June has been the busiest month of my year so far. We have been working hard to get all of our boxes unpacked in the new house and have been making HUGE progress. It will take some time to get it exactly the way we want it, because we are missing some big furniture pieces, but I am so happy with our home! I also finished up my school year this month and spent about a week hanging out with my friends that visited from Arizona. Since I have been so busy, my summer reading took a backseat. I still managed to read 5 books which has been my average for a few months now. So without further ado let’s see what I read this month!

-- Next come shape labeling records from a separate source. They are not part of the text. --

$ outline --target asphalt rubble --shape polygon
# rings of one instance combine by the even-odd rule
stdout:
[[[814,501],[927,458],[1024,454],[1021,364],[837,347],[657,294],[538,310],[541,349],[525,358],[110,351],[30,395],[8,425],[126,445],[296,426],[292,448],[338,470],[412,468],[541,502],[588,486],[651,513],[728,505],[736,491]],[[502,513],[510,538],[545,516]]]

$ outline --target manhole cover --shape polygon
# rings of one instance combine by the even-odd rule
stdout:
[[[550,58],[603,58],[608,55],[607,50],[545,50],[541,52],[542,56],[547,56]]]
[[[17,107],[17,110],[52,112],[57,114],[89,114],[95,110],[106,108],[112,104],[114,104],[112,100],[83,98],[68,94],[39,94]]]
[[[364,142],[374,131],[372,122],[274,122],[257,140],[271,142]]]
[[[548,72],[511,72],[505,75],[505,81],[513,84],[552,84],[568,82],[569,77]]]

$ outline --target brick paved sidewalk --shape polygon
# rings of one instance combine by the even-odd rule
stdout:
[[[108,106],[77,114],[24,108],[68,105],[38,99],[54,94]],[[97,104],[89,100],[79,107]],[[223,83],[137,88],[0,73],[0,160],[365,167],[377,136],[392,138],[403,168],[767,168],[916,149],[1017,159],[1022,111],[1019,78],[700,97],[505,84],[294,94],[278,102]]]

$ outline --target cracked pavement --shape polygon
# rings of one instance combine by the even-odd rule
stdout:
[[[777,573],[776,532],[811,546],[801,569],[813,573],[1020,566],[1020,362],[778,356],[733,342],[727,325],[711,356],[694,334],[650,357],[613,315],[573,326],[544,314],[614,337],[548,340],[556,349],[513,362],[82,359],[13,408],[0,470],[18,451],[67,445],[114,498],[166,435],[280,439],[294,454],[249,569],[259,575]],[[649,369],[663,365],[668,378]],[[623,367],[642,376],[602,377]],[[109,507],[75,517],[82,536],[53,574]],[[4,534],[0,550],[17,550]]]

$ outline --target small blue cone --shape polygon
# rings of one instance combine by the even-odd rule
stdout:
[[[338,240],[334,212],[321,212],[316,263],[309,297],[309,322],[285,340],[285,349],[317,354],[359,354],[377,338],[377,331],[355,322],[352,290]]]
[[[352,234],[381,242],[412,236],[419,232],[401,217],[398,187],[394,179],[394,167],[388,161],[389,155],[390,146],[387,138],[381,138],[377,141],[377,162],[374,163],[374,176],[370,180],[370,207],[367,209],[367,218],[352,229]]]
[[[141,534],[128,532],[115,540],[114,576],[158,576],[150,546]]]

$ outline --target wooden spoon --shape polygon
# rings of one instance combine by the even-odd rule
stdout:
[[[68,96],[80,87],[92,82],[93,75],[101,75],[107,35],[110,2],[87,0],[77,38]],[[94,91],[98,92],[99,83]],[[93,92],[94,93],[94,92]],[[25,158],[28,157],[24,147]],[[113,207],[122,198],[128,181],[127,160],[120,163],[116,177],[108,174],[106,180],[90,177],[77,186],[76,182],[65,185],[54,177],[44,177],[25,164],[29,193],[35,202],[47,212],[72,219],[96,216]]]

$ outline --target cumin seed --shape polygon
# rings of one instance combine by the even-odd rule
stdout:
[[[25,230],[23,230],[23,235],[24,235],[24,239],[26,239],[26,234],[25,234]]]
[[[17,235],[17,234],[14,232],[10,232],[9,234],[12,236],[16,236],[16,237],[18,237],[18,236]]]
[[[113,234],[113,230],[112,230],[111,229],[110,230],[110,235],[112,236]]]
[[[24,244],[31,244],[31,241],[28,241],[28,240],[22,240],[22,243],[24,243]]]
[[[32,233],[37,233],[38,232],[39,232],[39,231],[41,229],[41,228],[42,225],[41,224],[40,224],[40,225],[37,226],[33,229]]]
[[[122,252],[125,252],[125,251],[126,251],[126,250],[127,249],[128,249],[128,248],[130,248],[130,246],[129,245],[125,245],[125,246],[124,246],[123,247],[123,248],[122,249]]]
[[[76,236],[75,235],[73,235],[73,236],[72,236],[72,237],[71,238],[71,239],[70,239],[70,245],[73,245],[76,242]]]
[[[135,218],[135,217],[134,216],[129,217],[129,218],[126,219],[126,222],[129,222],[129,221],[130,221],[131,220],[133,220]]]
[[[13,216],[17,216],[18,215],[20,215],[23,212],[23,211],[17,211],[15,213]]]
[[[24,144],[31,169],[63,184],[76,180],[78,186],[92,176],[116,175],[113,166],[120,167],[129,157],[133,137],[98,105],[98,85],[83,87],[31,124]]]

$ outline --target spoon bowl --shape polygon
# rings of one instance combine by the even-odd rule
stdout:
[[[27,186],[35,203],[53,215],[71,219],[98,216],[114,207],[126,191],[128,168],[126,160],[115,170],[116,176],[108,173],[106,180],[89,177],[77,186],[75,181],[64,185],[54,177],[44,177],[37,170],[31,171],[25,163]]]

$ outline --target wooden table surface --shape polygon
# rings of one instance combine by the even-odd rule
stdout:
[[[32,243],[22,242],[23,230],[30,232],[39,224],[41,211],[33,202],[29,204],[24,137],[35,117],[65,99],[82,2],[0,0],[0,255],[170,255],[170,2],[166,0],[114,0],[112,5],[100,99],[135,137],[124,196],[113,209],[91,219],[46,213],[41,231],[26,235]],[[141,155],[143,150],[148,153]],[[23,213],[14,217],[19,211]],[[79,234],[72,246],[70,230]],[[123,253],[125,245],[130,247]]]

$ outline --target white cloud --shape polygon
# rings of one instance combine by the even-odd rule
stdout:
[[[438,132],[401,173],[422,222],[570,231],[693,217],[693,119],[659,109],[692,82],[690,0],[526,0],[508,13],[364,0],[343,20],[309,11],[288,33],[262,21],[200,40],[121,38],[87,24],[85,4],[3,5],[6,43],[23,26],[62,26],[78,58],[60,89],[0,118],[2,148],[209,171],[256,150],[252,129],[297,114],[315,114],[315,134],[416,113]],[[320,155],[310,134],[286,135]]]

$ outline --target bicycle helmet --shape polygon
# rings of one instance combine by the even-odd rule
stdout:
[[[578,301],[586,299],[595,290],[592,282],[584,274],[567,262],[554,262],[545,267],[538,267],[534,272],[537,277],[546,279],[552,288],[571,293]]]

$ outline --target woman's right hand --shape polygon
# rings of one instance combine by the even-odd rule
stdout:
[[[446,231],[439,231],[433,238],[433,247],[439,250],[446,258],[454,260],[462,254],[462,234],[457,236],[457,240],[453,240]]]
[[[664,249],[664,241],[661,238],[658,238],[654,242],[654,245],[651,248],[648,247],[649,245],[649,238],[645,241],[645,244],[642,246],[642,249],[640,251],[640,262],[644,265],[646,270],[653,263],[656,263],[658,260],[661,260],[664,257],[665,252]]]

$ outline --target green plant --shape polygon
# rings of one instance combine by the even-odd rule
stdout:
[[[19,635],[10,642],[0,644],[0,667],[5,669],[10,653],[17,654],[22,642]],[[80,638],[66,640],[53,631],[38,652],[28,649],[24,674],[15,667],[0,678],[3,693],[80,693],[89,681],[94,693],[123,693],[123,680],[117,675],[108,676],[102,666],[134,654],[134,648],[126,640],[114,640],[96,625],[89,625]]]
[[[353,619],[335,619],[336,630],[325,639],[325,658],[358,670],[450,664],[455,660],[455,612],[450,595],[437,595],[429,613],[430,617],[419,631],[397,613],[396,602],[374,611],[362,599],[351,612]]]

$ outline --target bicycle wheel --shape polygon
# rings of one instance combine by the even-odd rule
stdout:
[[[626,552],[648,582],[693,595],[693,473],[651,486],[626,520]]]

1. The Guernsey Literary and Potato Peel Society by Mary Ann Shaffer & Annie Barrows
This book is a terrific summer read. It follows a female English writer as she looks for her next book idea and is set in the aftermath of WWII. She soon finds herself in correspondence with some people on Guernsey, an island between England and France, that was occupied by the Germans during the war (true story). This book is written as a series of letters between the characters. I HIGHLY recommend getting it on audio. Since there are multiple narrators the audiobook has different people read the characters’ letters. It really helps you get a feel for the characters and understand their nuances. This book has been on my to-read list for over a year and I am so glad I finally read it. The stories of the characters are powerful, but not overwhelming. It shows how good friends can overcome the greatest obstacles and find happiness. Throw in quotes and tidbits from the characters favorite books and this is a history & book lovers dream read. It also made me want to take a trip to Guernsey!
2. The Last Battle by C.S. Lewis
I could not remember a thing about this book. I figured when I started reading it aloud to my students my memory would be jogged, but it was not. So reading this book was as much of an adventure for me as it was my students. This book is the final book in the Chronicles of Narnia series and my students were very proud that we had finished the whole series during the school year. I did not like the beginning of this book, it seemed to drag on, but the story presented in the beginning is necessary for the pay-off during the middle and end of the book. So if you find this slow to start, just push through! It was delightful to see how my students related to story and understood its parallels to the Bible stories we studied all year. I also had my proudest moment with my read aloud voices, when a beloved character returns and the students recognized it was him just from the voice I had used for him in previous stories. Score! This is not my favorite Chronicles of Narnia books but it is necessary.
3. The Man in the High Castle by Philip K. Dick
Anthony has been wanting to watch the TV series based on this book since he heard about it. I told him I needed to read the book first, so that I did. This book gives a little glimpse into what the world would be like if Japan and Germany had won WWII (scary, I know). I thought this book had great imagery and the characters were very intriguing. One thing I found very interesting was that Japan (who controls most of the west coast of the U.S.) had a very big interest in American artifacts like guns, art by artists that we would not not know as famous, and books. In fact, there is a book within this book that drives a lot of the action. I thought this book was just too dang short! The story seemed super unfinished and the ending was not satisfying. So if you need a book to wrap up nicely for you, I do not recommend this one!
4. Summer of ’49: The Yankees and the Red Sox in Postwar America by David Halberstam
So you may be noticing a theme for my reading this month. I read three books that had a WWII theme. There is just something about summer and books about war that always appeals to me. Super weird, I know. So combine baseball and the postwar era and I will be a happy reader. I have only become a baseball fan in the last two years. I used to think it was boring and now I don’t know if there is another sport as exciting, that takes such perseverance and lends itself to eating, the way baseball does. I love it. It also helps that I think it is truly American. And if you know me, you know I love my country (see my instagram @whitksmith for pictures of my double flag placement on my house). If you want to learn why baseball is so American you can watch this Prager University video. This book is so good. I loved learning more about Joe and Dom Dimaggio, brothers who played on opposing teams. Ted Williams was quite the player and the Yankees and Red Sox had quite the group of characters on the teams followed in this book. There are so many good quotes and so much passion in this book. If you like baseball, history or books about athletes I highly recommend this book.
5. We’ll Always Have Paris by Jennifer Coburn
This book is another terrific summer read. Since it is a travel memoir is has the perfect summer feel. This particular travel memoir tells the tale of a mother and daughter who go on a European adventure every three years or so. Not only do you get a taste for the culture of the places they visit, but both the mother and daughter find out a lot about themselves. The author does a great job of using anecdotes from her travels and relating them to events from her past, mainly relating to her relationship with her father. It really felt like a seamless way to experience the flashbacks she was having while on the trips. There were some emotional parts in the book that took it from fluffy travel memoir to a memoir with substance. It is a terrific summer read and would probably be a fun audiobook!
June was full of good reads. I crossed a few books off of my to-read list and I am working hard to clean out my kindle and read books from my shelves at home this summer. Fewer trips to the library means more time for reading, and the Salem Public Library charges for parking which just doesn’t sit well with me. What have you been reading to kick off the summer? Have you read any of these books? Let me know in the comments!